Scientists modify their own bodies and become the world's first superheroes. Living the io9.com dream? Well, yes, but it's also the beginning of Warren Ellis' Black Summer, soon to be part of the next wave of superhero cinema.
Summer, which was published from 2007 through 2008 by indie publisher Avatar Press, was Transmetropolitan and Planetary writer Ellis' attempt to break new ground for the superhero genre, stripping it of continuity and familiar characters and trying to rebuild it for a new audience. As he said in a 2007 interview:
There are still questions to be asked of the superhero genre, but, after all these years, most of the ones left are pretty esoteric and involved. I was looking for the simple question, the one that gets to the heart of the central notion of people disguising themselves and taking up arms to fight for justice with total commitment. And the one I found had political expression but was essentially ethical and moral.
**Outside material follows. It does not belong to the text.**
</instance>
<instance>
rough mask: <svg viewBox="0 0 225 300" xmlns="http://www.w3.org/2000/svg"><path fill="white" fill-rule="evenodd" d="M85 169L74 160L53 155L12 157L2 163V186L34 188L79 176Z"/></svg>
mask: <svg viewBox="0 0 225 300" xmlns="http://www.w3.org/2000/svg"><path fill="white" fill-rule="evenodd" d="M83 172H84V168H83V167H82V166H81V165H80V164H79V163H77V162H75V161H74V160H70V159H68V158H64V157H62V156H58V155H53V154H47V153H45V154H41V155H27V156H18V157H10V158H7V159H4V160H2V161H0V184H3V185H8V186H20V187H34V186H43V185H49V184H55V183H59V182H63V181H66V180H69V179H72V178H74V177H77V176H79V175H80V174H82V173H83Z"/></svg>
Where do you draw the line? Especially if you're a guy with the destructive potential of a fleet of Apache helicopters. If you're that guy, you're not in it to govern. You don't see that as your job, and, in fact, that would prevent you from doing your job. You operate outside society to keep it honest. So where do you draw the line? And where's the line before which you embody the outrage of the people and beyond which you become the fears of the people?
Here's a clue to where the answer to that last part may lie: The story begins with one of seven superheroes killing the President of the United States.
The movie adaptation will be the first project from the brand new Vigilante Enterprises. No studio, director or writers have been announced for the project yet.